Bangladesh became the 30th country to cultivate a genetically motivated crop with the introduction this week of Bt brinjal–eggplant modified to express Bacillus thuringiensis, a natural pesticide. As part of the initiatives, Bangladesh Agricultural Research Institute (BARI) distributed saplings of the new crop among 20 farmers in four regions.

With the introduction of Bt brinjal, farmers do not need to spray many pesticides because the plant produces a naturally occurring bacterium common in soils throughout the world and can infect and kill insects. This “microbial insecticide” is widely used in organic farming.

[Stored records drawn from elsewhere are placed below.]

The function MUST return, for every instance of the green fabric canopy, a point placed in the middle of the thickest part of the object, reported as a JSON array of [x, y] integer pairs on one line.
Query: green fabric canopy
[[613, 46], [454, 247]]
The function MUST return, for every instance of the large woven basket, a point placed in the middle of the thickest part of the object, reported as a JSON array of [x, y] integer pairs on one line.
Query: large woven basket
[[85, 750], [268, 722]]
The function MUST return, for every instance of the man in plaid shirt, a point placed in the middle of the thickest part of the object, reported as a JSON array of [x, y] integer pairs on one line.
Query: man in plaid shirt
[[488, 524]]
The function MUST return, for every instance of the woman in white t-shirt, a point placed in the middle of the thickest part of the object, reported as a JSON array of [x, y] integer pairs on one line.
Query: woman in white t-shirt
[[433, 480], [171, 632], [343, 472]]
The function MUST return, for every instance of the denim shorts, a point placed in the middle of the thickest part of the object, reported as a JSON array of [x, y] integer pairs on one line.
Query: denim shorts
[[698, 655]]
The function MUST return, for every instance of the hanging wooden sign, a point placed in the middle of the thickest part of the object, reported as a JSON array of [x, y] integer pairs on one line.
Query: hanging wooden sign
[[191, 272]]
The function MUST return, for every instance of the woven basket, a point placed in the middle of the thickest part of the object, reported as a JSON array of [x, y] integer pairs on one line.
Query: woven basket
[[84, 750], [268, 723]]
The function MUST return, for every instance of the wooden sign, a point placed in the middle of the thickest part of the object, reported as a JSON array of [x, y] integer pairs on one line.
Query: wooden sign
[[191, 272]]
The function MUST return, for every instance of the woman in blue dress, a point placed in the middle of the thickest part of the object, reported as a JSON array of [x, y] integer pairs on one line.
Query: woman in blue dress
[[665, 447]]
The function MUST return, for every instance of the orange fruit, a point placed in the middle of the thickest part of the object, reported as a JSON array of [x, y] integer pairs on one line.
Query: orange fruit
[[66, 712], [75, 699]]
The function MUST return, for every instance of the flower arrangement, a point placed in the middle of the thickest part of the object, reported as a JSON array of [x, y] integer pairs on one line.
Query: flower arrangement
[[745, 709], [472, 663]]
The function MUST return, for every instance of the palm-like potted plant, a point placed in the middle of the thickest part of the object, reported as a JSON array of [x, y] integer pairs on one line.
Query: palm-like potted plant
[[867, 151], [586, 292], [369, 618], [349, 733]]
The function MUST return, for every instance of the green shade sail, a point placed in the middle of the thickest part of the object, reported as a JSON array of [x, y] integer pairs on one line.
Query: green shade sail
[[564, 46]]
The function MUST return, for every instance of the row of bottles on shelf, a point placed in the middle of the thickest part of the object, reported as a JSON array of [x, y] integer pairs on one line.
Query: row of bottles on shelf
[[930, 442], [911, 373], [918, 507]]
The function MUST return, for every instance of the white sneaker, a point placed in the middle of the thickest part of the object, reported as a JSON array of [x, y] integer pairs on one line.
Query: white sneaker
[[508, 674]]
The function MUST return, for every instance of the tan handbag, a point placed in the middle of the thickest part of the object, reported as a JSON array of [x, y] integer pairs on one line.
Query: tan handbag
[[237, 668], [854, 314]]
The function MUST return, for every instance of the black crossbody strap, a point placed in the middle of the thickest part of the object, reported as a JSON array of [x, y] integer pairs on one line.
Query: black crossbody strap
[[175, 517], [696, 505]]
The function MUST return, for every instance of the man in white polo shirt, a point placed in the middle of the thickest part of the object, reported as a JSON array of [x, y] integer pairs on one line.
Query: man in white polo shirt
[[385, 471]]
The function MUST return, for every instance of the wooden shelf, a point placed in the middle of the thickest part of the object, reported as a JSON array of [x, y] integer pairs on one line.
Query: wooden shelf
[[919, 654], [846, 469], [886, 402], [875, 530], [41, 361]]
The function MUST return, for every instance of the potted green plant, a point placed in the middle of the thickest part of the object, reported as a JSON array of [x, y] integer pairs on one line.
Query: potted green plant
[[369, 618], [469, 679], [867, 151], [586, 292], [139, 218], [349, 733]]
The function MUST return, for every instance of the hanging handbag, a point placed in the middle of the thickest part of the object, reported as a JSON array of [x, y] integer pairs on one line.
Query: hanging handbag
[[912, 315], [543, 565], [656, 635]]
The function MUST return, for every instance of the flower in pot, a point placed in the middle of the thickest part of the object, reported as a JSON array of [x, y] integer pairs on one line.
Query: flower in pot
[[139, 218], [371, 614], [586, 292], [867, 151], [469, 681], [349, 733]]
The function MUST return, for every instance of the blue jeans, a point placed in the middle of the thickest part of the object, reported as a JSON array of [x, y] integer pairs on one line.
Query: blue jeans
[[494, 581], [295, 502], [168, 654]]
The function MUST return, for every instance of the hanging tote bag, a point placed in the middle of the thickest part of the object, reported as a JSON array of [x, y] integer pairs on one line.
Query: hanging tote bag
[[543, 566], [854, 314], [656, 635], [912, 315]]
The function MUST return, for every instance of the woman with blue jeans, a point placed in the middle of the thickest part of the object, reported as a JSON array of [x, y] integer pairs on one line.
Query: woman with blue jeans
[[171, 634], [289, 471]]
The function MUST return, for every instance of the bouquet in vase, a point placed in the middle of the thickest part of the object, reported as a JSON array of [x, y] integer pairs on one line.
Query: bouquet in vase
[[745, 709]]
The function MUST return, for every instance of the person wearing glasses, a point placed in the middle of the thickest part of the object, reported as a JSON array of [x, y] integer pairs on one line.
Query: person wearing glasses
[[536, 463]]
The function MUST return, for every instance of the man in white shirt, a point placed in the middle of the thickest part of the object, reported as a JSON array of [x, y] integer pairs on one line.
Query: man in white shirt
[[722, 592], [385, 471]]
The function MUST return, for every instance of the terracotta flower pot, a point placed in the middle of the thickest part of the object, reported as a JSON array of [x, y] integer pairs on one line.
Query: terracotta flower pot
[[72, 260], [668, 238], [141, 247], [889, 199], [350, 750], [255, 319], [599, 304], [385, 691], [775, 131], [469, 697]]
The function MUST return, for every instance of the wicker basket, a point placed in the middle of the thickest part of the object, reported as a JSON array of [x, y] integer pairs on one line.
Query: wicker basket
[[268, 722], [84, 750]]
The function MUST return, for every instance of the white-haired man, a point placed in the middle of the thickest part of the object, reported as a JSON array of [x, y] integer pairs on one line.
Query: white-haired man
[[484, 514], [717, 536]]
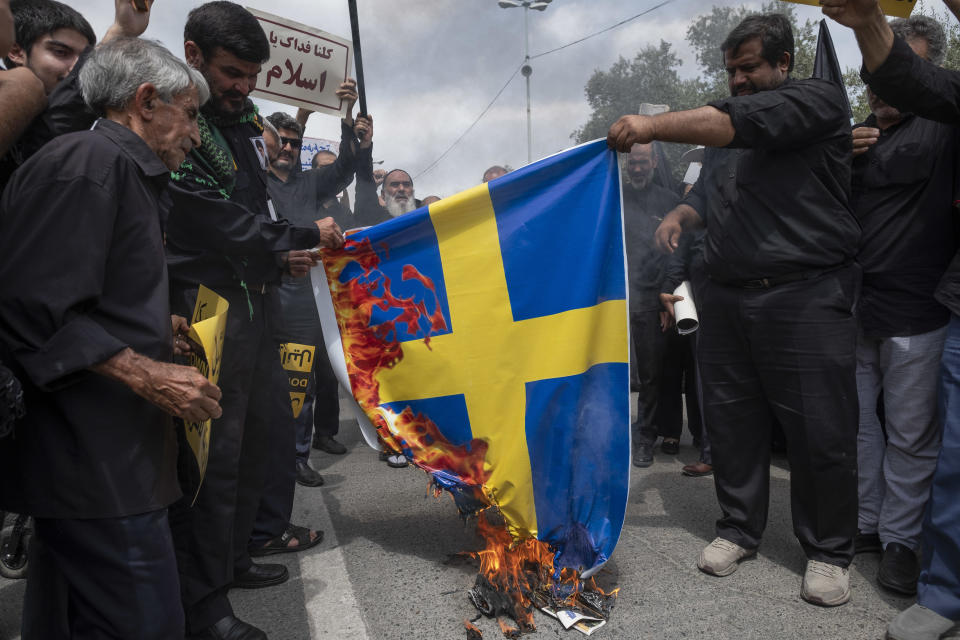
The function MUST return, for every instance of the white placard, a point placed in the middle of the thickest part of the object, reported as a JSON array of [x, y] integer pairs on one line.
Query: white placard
[[312, 146], [306, 65]]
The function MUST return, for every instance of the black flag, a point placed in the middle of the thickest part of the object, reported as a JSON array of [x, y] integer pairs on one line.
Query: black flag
[[358, 57], [826, 66]]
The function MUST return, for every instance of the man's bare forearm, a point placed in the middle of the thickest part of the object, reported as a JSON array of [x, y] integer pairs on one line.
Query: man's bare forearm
[[127, 367], [705, 126], [875, 39]]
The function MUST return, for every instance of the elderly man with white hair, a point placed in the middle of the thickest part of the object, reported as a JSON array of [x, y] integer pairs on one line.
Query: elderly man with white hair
[[85, 323]]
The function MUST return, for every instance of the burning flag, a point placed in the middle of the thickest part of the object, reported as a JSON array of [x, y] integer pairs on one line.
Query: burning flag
[[485, 337]]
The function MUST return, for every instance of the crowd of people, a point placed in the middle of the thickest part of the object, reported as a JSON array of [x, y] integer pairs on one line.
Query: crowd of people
[[821, 257], [823, 262]]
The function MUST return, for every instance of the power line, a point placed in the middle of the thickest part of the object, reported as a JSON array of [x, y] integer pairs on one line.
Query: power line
[[539, 55], [472, 125], [611, 28]]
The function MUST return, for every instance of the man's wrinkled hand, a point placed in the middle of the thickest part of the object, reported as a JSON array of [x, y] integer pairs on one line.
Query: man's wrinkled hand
[[667, 236], [864, 138], [181, 391], [852, 13], [630, 130], [331, 234], [363, 129], [300, 262]]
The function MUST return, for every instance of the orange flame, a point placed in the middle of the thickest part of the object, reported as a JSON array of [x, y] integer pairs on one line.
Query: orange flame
[[368, 350], [519, 569]]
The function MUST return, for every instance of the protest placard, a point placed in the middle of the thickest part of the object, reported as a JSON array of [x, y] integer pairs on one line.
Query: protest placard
[[207, 328], [892, 8], [306, 65]]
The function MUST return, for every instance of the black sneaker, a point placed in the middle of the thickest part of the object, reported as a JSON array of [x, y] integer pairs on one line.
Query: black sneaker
[[867, 543], [670, 447], [899, 569], [328, 444], [642, 454]]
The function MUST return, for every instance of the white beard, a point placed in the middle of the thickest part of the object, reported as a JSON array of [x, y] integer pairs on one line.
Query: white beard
[[396, 208]]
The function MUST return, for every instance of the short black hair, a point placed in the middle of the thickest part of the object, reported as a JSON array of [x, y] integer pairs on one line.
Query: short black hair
[[228, 25], [33, 19], [774, 31], [283, 120]]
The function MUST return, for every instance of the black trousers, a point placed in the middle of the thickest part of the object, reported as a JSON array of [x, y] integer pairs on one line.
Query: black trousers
[[787, 352], [326, 411], [211, 536], [276, 501], [648, 345], [678, 386], [110, 578]]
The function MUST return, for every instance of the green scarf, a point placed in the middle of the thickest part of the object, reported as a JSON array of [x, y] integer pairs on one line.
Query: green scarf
[[211, 165]]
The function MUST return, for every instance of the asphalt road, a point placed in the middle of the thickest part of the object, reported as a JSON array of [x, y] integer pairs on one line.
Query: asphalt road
[[389, 566]]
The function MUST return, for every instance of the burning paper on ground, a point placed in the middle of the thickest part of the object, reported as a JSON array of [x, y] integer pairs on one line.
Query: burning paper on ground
[[485, 338]]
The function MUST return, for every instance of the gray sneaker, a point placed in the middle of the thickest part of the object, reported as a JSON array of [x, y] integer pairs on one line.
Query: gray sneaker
[[722, 557], [825, 584], [642, 454], [918, 623]]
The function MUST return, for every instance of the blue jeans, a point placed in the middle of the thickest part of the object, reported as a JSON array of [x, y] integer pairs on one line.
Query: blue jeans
[[895, 468], [939, 586]]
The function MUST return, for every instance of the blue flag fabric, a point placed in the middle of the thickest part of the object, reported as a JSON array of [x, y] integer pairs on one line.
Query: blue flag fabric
[[486, 337]]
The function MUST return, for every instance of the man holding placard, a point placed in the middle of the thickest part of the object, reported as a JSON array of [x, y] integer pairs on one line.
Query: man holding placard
[[220, 233]]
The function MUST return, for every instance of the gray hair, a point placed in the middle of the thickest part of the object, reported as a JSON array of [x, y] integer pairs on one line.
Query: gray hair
[[115, 70], [923, 27]]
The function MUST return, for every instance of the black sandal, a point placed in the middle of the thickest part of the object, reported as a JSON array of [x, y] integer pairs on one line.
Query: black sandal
[[281, 543]]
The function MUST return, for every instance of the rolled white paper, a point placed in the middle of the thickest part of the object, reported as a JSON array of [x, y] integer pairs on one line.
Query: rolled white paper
[[685, 311]]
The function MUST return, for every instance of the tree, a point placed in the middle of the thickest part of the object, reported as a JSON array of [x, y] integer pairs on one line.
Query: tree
[[654, 74]]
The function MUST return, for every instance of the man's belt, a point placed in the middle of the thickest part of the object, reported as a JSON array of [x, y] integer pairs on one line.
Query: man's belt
[[768, 283]]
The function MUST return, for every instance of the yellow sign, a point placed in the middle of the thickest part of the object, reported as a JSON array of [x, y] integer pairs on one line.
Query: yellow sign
[[207, 328], [297, 358], [892, 8], [296, 400]]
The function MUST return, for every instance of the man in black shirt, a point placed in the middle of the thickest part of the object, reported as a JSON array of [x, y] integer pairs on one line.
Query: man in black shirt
[[778, 334], [644, 205], [88, 331], [220, 234], [903, 192], [901, 78], [301, 197]]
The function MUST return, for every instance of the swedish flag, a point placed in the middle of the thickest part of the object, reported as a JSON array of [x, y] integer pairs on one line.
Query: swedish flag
[[501, 319]]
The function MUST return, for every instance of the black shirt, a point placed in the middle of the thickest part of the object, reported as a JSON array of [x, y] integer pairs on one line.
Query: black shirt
[[82, 276], [910, 83], [776, 200], [903, 196], [305, 195], [217, 241], [643, 211]]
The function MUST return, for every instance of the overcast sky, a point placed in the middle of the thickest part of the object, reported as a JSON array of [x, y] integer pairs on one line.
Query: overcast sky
[[431, 66]]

Farmers in Bangladesh have had to spray synthetic pesticides up to 80 times in a cropping season of brinjal, making the vegetable highly toxic. Unlike typical nerve-poison synthetic insecticides, Bt acts by producing proteins (delta-endotoxin, the “toxic crystal”) that reacts with the cells of the gut lining of susceptible insects. These Bt proteins paralyze the digestive system, and the infected insect stops feeding within hours. Bt-affected insects generally die from starvation, which can take several days. It has no effect on humans and wildlife.

It took seven years to complete greenhouse trials and open-field trials of Bt Brinjal in various agro-ecological zones in the country. Bt gene insertion in brinjal makes it resistant to fruit and shoot borer (FSB) that causes 50 to 70 percent loss of brinjal yield.